Reputation: 13178
I was able to get spring security everything to work with the following:
<http access-denied-page="/start.jsf">
<intercept-url pattern="/start.jsf" filters="none" />
<intercept-url pattern="/web/**" access="ROLE_USER" />
<form-login login-page="/start.jsf" default-target-url="/web/user/homepage.jsf"
authentication-success-handler-ref="successHandler" always-use-default-target="true"
authentication-failure-url="/index.jsf?state=failure"/>
<logout logout-success-url="/index.jsf?state=logout" />
</http>
<beans:bean id="successHandler" class="com.myapp.security.MyAuthenticationSuccessHandler"/>
My question is for the class MyAuthenticationSuccessHandler, after it authenticates, it just stays as a blank white page. I can redirect to the default homepage with the context.redirect(), but is there a way for it to goto the default homepage automatically? I even have it listed in the spring xml.
Upvotes: 2
Views: 5138
Reputation: 76
One of the reasons why this may not work is because your com.myapp.security.MyAuthenticationSuccessHandler does not extend org.springframework.security.web.authentication.SavedRequestAwareAuthenticationSuccessHandler or any other authentication handler that internally redirects on #onAuthenticationSuccess.
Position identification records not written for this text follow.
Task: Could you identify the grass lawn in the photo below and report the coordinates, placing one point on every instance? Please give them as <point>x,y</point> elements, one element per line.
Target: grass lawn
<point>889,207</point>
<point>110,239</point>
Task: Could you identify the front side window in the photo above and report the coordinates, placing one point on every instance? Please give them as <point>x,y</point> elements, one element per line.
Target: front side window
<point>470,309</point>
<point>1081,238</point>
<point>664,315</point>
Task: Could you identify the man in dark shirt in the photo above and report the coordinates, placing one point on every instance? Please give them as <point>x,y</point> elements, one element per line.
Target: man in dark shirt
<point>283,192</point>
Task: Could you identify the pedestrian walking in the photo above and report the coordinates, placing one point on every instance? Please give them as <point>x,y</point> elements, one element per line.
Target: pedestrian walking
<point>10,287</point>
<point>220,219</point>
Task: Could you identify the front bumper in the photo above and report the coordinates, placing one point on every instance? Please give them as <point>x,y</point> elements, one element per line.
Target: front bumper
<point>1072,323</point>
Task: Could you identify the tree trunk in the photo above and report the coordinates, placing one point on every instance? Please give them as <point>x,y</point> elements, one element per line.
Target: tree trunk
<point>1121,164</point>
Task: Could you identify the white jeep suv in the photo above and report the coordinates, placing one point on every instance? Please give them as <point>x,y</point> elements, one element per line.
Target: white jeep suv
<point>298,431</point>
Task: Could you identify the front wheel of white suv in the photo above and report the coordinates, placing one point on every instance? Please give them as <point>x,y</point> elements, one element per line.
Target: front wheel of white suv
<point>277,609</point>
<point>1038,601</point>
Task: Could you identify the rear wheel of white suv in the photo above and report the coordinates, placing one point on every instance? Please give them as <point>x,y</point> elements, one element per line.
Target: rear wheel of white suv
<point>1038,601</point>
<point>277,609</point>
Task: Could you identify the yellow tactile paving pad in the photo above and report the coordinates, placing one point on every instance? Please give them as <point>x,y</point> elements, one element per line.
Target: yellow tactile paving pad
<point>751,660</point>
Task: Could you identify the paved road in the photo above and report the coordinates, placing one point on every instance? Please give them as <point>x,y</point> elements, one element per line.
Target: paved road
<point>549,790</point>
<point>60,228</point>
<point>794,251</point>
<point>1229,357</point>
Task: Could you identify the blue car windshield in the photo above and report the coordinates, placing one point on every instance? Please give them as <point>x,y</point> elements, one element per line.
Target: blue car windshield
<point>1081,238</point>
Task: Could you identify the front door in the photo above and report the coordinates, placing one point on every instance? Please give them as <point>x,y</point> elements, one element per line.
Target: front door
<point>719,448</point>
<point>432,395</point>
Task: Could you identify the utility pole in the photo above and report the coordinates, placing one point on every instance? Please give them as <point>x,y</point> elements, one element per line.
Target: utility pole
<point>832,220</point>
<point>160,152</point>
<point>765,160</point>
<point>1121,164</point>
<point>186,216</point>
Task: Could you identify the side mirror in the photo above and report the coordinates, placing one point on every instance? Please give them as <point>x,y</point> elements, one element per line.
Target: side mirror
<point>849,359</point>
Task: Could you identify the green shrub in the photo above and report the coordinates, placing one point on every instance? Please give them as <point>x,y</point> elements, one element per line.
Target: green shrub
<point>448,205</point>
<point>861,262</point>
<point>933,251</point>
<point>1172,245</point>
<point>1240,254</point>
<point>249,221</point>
You can get it to work without manually redirecting by having your service extend one that does it for you. For example...
@Service("authenticationSuccessHandler")
public class WebAuthenticationSuccessHandlerImpl extends SavedRequestAwareAuthenticationSuccessHandler {
@Override
public void onAuthenticationSuccess(HttpServletRequest request, HttpServletResponse response, Authentication authentication) throws IOException, ServletException {
//do your work here then call super so it redirects accordingly
super.onAuthenticationSuccess(request, response, authentication);
}
}
Upvotes: 6
Reputation: 458
Try removing the default-target-url
attribute and add the following:
<beans:bean id="successHandler" class="com.myapp.security.MyAuthenticationSuccessHandler">
<beans:property name="defaultTargetUrl" value="/web/user/homepage.jsf"/>
</beans:bean>
Spring security documentation says that when a custom authentication success handler is used, then you have to remove the attribute and set the target in your handler.